Die Frage des kirchlichen Amtes bleibt besonders schwierig zwischen Rom und dem Lambeth Palace: Die anglikanische Kirche erlaubt die Priester- und Bischofsweihe von Frauen, diese und weitere Entwicklungen haben sie auch einer inneren Zerrreißprobe ausgesetzt. Franziskus` Vorgänger Benedikt XVI. richtete für Anglikaner, die zur römisch-katholischen Kirche überwechseln wollten, eigene kirchliche Strukturen ein. Franziskus dazu:

„Ich danke der Kirche von England für ihre ehrliche Bemühung, die Gründe zu verstehen, die Benedikt dazu bewogen hatten, diese kanonische Struktur einzurichten. Ich glaube, dass diese Struktur der katholischen Welt auch erlauben wird, die geistlichen, liturgischen und pastoralen Traditionen, die das anglikanische Erbe ausmachen, besser kennenzulernen und wertzuschätzen!“

Die Suche nach der christlichen Einheit geschehe „nicht aus praktischen Gründen“, sondern leite sich aus dem Willen Jesu selbst her, fuhr Papst Franziskus fort. Er hoffe darauf, dass Katholiken und Anglikaner ein stärkeres gemeinsames „Zeugnis von Gott und von den christlichen Werten“ gäben „in einer Gesellschaft, die manchmal die Basis des Zusammenlebens selbst in Frage stellt“.
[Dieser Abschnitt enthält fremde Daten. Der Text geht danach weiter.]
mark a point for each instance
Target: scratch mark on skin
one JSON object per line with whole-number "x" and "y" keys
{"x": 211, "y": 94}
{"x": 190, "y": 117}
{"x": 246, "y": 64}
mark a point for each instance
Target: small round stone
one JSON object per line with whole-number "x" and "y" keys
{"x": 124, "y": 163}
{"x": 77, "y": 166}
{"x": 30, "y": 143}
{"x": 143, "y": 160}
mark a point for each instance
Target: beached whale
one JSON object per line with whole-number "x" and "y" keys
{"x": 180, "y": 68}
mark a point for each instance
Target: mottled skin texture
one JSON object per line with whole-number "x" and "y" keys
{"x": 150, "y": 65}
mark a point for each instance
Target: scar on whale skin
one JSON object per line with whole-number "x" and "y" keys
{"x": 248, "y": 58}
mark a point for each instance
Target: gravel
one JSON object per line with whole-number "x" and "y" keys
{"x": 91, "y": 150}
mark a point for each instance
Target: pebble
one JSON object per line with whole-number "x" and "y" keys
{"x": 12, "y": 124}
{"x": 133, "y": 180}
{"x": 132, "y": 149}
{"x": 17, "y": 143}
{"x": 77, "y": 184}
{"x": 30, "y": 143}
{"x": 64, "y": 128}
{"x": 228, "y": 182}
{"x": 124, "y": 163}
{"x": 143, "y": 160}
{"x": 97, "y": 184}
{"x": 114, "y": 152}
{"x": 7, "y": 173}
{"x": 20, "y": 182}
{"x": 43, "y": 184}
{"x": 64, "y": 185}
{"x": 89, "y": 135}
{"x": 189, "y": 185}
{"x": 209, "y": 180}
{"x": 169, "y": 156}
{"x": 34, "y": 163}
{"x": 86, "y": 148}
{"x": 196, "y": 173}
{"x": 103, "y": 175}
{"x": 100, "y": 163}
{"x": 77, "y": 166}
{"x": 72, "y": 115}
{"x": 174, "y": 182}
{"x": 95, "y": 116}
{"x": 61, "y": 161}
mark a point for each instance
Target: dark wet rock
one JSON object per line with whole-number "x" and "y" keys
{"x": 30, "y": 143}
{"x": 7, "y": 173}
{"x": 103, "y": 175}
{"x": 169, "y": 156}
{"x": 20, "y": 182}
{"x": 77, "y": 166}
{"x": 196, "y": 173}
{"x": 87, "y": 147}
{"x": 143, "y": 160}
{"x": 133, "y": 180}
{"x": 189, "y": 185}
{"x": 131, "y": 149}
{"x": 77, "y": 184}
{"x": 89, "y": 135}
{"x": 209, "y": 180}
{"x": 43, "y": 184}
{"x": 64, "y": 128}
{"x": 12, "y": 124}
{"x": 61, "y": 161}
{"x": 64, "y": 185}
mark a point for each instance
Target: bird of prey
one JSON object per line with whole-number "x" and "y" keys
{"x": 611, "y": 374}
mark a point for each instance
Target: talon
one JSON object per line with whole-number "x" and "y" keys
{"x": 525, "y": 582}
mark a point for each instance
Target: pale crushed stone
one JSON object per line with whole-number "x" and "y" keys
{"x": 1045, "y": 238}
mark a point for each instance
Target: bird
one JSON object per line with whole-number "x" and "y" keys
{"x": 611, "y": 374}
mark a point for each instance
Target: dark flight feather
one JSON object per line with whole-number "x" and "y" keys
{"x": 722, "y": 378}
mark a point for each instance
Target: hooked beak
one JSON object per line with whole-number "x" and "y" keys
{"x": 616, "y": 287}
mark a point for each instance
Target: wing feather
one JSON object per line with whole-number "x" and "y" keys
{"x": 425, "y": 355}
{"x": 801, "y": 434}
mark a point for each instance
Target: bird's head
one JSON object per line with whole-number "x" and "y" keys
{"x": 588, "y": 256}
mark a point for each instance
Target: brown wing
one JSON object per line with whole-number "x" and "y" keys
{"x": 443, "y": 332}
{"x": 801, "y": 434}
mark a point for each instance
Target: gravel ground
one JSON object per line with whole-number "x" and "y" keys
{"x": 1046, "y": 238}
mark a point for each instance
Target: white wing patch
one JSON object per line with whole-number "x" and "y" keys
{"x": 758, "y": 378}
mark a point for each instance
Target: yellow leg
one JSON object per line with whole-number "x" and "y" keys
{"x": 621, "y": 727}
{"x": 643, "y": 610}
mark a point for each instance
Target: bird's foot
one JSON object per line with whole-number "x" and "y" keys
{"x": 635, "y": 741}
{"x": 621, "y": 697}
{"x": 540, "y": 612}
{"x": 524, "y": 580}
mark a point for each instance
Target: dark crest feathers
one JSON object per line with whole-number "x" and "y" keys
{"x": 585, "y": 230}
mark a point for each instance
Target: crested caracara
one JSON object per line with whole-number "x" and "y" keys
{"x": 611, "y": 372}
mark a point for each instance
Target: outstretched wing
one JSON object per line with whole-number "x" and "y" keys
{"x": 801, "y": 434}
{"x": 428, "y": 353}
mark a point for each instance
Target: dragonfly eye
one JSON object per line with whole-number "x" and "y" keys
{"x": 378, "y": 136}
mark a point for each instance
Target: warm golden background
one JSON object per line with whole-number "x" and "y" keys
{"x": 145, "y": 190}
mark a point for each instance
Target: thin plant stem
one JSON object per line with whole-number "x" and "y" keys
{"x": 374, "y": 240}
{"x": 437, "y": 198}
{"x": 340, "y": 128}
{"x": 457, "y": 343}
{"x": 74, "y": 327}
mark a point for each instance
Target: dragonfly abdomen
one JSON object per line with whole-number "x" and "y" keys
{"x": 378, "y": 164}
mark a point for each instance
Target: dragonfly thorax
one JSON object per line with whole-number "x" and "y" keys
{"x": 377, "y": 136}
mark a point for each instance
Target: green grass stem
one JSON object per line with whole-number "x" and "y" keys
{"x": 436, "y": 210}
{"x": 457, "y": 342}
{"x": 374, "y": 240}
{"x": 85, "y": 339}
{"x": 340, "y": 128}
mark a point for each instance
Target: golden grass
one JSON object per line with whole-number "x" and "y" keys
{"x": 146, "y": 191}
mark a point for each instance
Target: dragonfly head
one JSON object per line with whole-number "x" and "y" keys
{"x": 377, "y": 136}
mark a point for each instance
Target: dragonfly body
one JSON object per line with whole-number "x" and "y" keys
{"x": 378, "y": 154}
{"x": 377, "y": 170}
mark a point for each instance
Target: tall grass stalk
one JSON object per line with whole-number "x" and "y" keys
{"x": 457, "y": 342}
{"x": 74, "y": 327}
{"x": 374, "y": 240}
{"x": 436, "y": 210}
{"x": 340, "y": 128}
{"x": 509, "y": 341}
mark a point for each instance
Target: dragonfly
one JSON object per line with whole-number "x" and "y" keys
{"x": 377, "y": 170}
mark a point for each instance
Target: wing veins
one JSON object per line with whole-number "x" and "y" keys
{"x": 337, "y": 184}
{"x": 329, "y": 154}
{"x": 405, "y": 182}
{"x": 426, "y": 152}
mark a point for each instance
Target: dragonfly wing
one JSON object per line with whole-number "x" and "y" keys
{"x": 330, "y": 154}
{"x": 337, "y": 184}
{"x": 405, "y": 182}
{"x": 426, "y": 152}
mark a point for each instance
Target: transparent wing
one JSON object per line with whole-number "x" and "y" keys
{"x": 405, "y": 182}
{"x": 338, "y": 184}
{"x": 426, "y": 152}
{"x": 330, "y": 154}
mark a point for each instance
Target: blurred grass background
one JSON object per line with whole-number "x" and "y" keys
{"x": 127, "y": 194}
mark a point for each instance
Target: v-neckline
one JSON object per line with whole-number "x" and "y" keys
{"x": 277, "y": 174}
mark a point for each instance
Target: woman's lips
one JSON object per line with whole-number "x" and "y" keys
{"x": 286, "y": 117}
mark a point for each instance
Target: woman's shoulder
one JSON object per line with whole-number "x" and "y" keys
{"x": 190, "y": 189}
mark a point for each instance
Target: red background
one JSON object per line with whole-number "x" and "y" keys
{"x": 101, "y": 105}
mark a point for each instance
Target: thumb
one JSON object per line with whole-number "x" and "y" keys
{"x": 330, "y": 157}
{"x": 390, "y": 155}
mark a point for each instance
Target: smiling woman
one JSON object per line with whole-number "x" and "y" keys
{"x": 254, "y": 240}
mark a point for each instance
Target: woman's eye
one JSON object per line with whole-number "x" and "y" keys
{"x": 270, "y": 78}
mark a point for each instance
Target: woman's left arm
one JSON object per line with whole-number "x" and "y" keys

„Ich denke an den Respekt vor der Heiligkeit menschlichen Lebens oder an den soliden Charakter der Familie, die auf der Ehe beruht. Das ist ein Wert, an den auch Sie kürzlich erinnert haben.“

Primas Welby sprach sich unlängst entschieden, aber wohl vergeblich gegen ein Gesetzesprojekt in Großbritannien aus, das eine gleichgeschlechtliche Ehe erlauben soll.

„Dann gibt es da noch den Einsatz für mehr soziale Gerechtigkeit, für ein Wirtschaftssystem im Dienst am Menschen und im Dienst des Gemeinwohls. Es gehört zu unseren Aufgaben, dem Schrei der Armen Gehör zu verschaffen, damit sie nicht den Gesetzen einer Wirtschaft ausgeliefert werden, die den Menschen häufig nur als Konsumenten wahrnimmt.“

Hier sprach Franziskus ein Anliegen an, das ihn mit dem früheren Ölmanager Welby stark verbindet. Zwar sind Papst und Primas wohl theologisch nicht so nahe beieinander wie ihre jeweiligen Vorgänger Benedikt XVI. und Rowan Williams, doch im Einsatz für die Armen liegen sie ganz auf einer Linie.

„Ich weiß, dass Sie für diese Themen besonders sensibel sind. Wir teilen da viele Vorstellungen. Ich bin auch auf dem Laufenden über Ihr Engagement für Versöhnung und Konfliktlösung zwischen den Nationen. Sie haben zusammen mit (dem katholischen Londoner) Erzbischof Vincent Nichols eine friedliche Lösung für den syrischen Konflikt gefordert. Dabei soll die Sicherheit der ganzen Bevölkerung garantiert werden, auch der Minderheiten, darunter die antiken christlichen Gemeinschaften. Wie Sie einmal gesagt haben, haben wir Christen einen Schatz des Friedens und der Gnade, den wir der Welt bringen sollen; aber diese Gaben tragen nur dann Frucht, wenn die Christen in Harmonie zusammenleben und -arbeiten. Es wird dann auch einfacher sein, respektvolle und friedliche Beziehungen zu anderen Religionen und auch zu den Nichtglaubenden zu unterhalten.“

Auch Primas Welby erinnerte in einer Ansprache an den ökumenischen Durchbruch zwischen Anglikanern und Katholiken zur Zeit seines Vorgängers Erzbischof Michael Ramsey in den sechziger Jahren.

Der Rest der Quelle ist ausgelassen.